S.B. Pourquoi ce silence de deux ans entre tes deux derniers albums ?
V.L. Parce que je n’avais plus vraiment l’étincelle. Je suis quelqu’un qui avance lentement, j’ai besoin de savoir où je vais, de garder le contrôle de ce que j’ai à l’intérieur. Ca veut dire qu’après deux ans de tournées, de show-bizz, de promos télés et radios, j’étais un peu dépassée. C’était trop pour moi. J’étais paumée, mal et angoissée. Et c’est pour ça que j’ai mis si longtemps à refaire un autre album, parce que j’étais tellement mal que je ne pouvais écrire que des choses angoissées, et ça ne m’intéressait pas d’angoisser davantage les gens. Moi je veux bien parler de choses réalistes, mais j’ai envie qu’il y ait de l’espoir au bout, tu vois ! Tu peux parler de ce qu’il y a à l’intérieur du tunnel à partir du moment où tu en vois la sortie. Je ne suis pas du tout « No future ». Je suis d’accord que c’est ce qui va arriver si ça continue comme ça, mais en même temps, il faut dire qu’il y a une sortie au tunnel.

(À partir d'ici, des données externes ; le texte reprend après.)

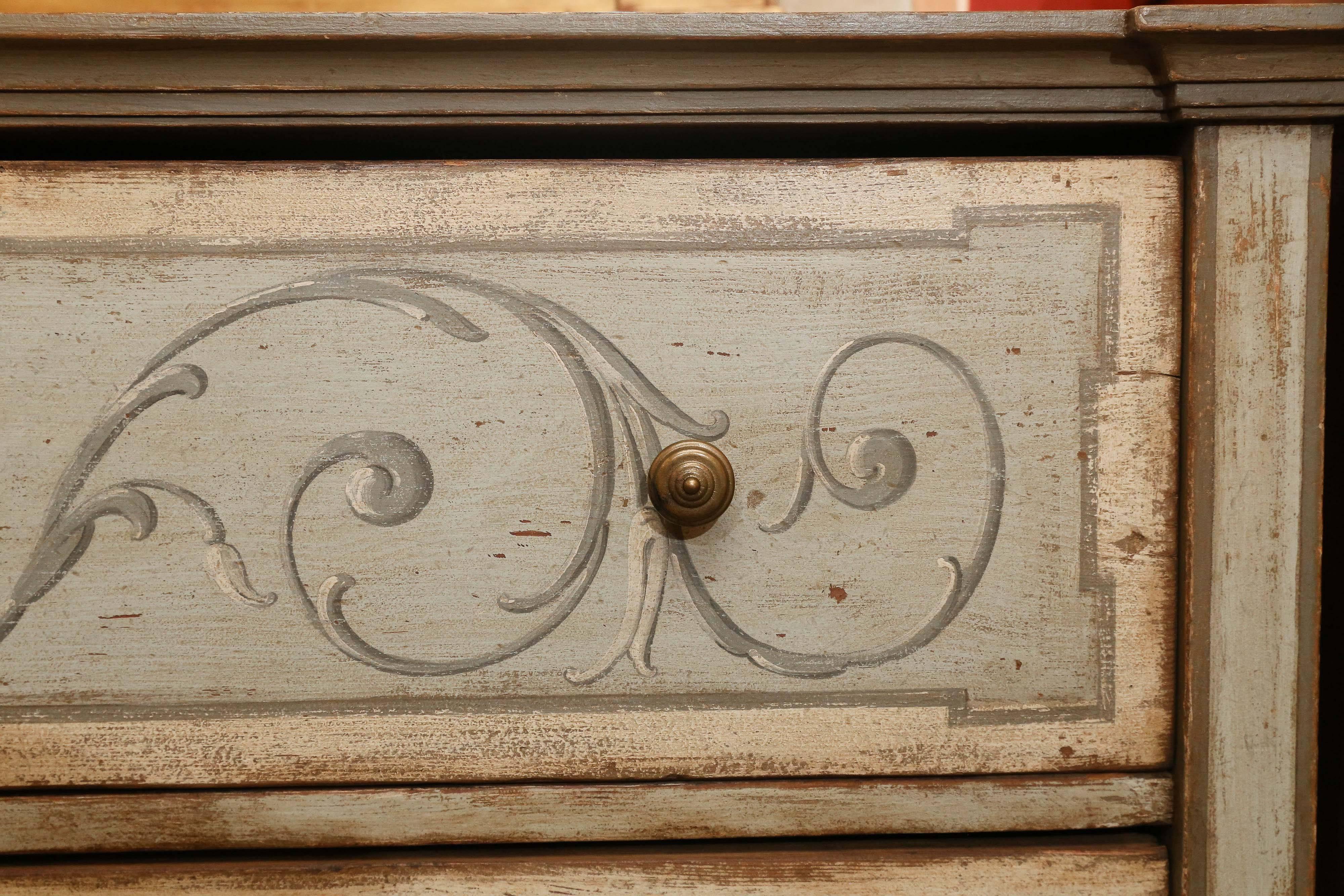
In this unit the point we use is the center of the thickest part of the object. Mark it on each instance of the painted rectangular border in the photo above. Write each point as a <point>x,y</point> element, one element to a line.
<point>454,745</point>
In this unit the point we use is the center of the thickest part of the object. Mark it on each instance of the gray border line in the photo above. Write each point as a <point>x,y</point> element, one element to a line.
<point>1092,580</point>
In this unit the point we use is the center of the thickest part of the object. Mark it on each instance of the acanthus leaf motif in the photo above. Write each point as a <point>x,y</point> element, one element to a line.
<point>393,483</point>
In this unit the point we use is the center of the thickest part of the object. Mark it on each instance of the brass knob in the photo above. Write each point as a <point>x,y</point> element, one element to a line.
<point>691,483</point>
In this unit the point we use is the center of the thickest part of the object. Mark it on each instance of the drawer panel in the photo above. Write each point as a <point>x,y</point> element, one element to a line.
<point>411,409</point>
<point>1064,867</point>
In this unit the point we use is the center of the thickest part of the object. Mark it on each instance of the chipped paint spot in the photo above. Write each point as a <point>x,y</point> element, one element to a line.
<point>1132,543</point>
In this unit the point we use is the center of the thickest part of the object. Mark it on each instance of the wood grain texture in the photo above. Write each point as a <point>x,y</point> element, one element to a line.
<point>1066,867</point>
<point>302,819</point>
<point>1253,422</point>
<point>158,690</point>
<point>155,69</point>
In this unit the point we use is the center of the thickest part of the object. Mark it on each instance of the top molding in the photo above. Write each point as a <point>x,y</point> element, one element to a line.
<point>1150,63</point>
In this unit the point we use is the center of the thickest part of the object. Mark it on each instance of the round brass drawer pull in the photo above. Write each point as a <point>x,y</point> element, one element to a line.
<point>691,483</point>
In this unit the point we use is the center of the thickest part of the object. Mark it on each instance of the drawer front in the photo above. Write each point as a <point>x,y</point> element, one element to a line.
<point>380,436</point>
<point>1064,867</point>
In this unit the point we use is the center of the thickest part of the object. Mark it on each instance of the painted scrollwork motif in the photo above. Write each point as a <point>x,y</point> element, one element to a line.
<point>393,483</point>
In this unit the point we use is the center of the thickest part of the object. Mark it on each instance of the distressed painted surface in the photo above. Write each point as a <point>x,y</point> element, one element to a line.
<point>1005,330</point>
<point>1267,246</point>
<point>300,819</point>
<point>1065,867</point>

S.B. Pour reprendre la phrase-dédicace de ton dernier trente : « On est perdus dans le désert, mais moi j’ai envie de la mer, et ma chanson m’y conduira ». C’est vraiment la chanson qui te sauvera ?
V.L. Je ne sais pas, mais pour moi la chanson est quand même ma certitude intérieure, c’est elle qui me guide, et je recherche l’absolu, un monde meilleur, à travers elle.